Adding multiple schedulers (Figure 6b) to one server causes overhead on the server (more status requests). While the schedulers work in fully synchronous matter the server is very asynchronous, using callbacks and delayed tasks. Fortunately, the overhead added by one scheduler is quite reasonable, approximately 1–3 %.
5 Further Feature Enhancements
With a functional prototype and a good overview of the intermediate architecture scalability and behaviour, we continued with porting of all PBSPro improvements into Torque. This also included features that were missing in Torque itself (implemented in PBSPro after the software was forked from OpenPBS).
5.1 Multi-Node Jobs Limitation
Nodes can be configured not to accept jobs requesting multiple nodes. Scheduler will skip such nodes when scheduling multi-site jobs.
5.2 Resource semantics
Torque batch system had no internal support for resource counting or scheduling. The only supported resource semantics were processes and resource enforcement on the computational node using the (rlimit) per-process system limits. Both server and scheduler were enhanced with full generic resource support. Server has the ability to read reported resources from nodes, store them and verify each run request against these resources. For convenience the reported resources can also be mapped to a different name on the server.
Beyond the already supported resources, a generic counted resource can be specified on the nodes and the server will keep track of this resources usage.
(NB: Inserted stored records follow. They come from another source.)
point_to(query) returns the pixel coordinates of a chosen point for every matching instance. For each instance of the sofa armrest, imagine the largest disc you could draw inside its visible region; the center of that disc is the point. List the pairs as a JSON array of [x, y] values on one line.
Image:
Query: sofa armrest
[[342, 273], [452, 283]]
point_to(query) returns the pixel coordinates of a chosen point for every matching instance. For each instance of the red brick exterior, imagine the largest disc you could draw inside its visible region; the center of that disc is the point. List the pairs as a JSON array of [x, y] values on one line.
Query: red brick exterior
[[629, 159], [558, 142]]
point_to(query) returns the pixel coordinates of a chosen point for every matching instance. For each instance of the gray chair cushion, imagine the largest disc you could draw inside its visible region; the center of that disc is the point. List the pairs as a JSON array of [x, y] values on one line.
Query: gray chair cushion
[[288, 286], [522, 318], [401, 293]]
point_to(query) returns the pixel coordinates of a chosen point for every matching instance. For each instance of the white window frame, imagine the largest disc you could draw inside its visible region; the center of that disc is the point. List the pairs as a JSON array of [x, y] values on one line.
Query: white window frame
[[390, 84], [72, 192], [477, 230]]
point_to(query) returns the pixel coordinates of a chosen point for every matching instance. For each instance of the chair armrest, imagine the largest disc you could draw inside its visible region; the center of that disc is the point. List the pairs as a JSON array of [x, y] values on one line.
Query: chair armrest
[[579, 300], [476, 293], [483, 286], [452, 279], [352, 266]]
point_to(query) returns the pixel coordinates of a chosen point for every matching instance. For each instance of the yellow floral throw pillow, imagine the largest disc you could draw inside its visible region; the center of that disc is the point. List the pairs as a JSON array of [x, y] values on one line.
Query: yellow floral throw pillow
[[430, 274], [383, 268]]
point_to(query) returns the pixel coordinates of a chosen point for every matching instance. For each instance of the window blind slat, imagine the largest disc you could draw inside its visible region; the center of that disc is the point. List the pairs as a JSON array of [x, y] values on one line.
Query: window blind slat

5.3 Virtual Clusters and VPN
Full support for features that were already provided by PBSPro was reimplemented in Torque including support for virtual machines [1] and virtual clusters [2]. Active development of new features is now carried on top of Torque.
One of the new features already developed on top of Torque is support of on-demand virtual clusters. The grid now provides an infrastructure of physical machines and virtual machine images (described using provided features). Upon user request request, virtual machine images are selected (fitting the specification provided by the user), installed and executed on the physical machines selected by the scheduler.
If desired a virtual private network can be created between these machines (the machines can also be connected to an already existing VPN).
6 Conclusion
We have designed a new distributed P2P batch system architecture, which will be used as the future base of job scheduling in MetaCentrum.
We implemented an intermediate distributed architecture to satisfy the immediate needs of MetaCentrum as a temporary solution for quick deployment in the current MetaCentrum, that would still solve scalability and stability problems of the original PBSPro installation.
As presented this solution provides solid scalability and will even allow connection of new sites into MetaCentrum.
Deploying this solution on MetaCentrum will give us valuable feedback from real usage that will be extremely useful for the fully distributed P2P architecture.